In a career spanning more than three decades, Wes Craven has become a worldwide cultural phenomenon in film, television, and literature. He reinvented the youth horror genre in 1984 with the classic A NIGHTMARE ON ELM STREET, which he wrote and directed, and in the next decade, he deconstructed the genre again with the mega-successful SCREAM trilogy. These two franchises alone have earned nearly a billion dollars and serve as a powerful demonstration of Craven's profound understanding of the often unconscious desires and fears roiling in the human psyche.

Craven's success in probing the nature of fear began in 1972 with his first film, THE LAST HOUSE ON THE LEFT, and was taken to a whole new level of mastery with his second film, THE HILLS HAVE EYES which quickly became part of the cultural zeitgeist with its unflinching tale of a mutant family preying on travelers in a government atomic zone.

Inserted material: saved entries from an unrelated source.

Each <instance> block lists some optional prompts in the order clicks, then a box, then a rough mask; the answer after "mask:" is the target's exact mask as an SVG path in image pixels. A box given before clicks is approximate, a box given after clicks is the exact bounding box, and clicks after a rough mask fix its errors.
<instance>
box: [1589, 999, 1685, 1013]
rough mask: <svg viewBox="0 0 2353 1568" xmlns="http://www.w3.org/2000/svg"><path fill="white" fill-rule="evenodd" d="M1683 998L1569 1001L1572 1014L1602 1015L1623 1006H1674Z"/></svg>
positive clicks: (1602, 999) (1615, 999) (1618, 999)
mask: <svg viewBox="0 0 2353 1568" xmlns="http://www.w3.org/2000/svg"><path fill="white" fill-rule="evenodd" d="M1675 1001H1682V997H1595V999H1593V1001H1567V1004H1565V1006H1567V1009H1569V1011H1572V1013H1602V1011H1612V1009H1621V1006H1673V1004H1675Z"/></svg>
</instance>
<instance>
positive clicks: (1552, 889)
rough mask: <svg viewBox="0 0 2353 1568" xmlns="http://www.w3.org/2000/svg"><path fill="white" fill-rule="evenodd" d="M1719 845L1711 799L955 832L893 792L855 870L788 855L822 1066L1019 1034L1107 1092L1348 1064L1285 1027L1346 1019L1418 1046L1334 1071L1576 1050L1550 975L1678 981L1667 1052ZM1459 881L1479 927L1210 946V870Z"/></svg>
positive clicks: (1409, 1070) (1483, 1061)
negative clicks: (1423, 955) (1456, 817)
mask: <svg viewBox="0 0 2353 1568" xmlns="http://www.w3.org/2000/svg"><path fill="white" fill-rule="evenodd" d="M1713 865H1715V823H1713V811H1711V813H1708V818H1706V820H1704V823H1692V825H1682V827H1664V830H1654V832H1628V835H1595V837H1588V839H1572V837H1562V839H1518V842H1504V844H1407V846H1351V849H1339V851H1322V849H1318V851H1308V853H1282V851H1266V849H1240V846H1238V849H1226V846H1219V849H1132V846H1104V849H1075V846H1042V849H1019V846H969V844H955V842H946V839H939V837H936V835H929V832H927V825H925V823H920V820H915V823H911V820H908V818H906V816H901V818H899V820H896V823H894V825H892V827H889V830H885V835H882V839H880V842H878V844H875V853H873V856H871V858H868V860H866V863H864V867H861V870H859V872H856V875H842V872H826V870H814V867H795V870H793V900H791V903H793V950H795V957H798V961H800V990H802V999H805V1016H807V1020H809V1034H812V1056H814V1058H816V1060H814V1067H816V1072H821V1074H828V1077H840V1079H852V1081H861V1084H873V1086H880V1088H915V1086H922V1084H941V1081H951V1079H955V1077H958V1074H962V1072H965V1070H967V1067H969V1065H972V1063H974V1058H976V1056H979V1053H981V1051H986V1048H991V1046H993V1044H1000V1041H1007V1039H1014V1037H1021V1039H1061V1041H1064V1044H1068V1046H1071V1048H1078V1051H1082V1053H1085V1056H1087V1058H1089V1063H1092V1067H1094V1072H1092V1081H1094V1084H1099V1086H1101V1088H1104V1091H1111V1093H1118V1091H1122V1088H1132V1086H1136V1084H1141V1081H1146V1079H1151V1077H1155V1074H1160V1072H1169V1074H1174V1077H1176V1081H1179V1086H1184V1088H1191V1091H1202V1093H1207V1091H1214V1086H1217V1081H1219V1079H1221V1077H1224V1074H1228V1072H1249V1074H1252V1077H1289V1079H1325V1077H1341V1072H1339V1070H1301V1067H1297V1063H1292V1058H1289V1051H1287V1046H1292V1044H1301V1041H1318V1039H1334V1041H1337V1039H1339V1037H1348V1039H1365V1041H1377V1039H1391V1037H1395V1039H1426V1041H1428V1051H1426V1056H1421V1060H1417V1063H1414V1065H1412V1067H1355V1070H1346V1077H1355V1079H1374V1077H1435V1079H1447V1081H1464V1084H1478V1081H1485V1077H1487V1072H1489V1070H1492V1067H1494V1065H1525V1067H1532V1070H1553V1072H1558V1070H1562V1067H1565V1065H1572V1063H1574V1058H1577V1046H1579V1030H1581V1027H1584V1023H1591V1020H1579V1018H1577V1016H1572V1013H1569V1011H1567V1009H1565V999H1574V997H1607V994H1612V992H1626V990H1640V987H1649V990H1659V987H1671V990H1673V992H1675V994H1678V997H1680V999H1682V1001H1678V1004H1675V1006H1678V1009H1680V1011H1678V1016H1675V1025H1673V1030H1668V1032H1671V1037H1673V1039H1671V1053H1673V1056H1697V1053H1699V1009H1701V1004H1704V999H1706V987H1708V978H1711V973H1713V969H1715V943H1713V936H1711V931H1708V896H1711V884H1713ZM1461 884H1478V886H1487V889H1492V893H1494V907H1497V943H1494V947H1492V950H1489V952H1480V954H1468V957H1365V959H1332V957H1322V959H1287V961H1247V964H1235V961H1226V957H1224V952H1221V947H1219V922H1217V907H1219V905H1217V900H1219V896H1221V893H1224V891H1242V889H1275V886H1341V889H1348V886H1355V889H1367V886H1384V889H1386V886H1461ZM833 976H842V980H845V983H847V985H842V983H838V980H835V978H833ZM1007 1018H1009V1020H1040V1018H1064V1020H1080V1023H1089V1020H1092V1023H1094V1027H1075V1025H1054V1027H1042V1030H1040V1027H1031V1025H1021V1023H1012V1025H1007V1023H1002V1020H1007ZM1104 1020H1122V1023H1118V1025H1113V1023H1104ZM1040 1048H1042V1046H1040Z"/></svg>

Craven wrote the script after being inspired by the infamous true tale of Scotland's 17th Century Sawny Beane family, who ambushed travelers on lonely village roads, killed them in unspeakable ways and then, shockingly, cannibalized their victims, living off their remains. The story is that through inbreeding the Sawny Beane family numbered as many as 48 members and murdered countless travelers. King James I of Scotland ultimately sent in some 400 soldiers and bloodhounds to hunt down the family's hiding place: a blood-soaked cave of horrors. After they were captured, the King had the entire family executed in the same manner as they had killed their victims.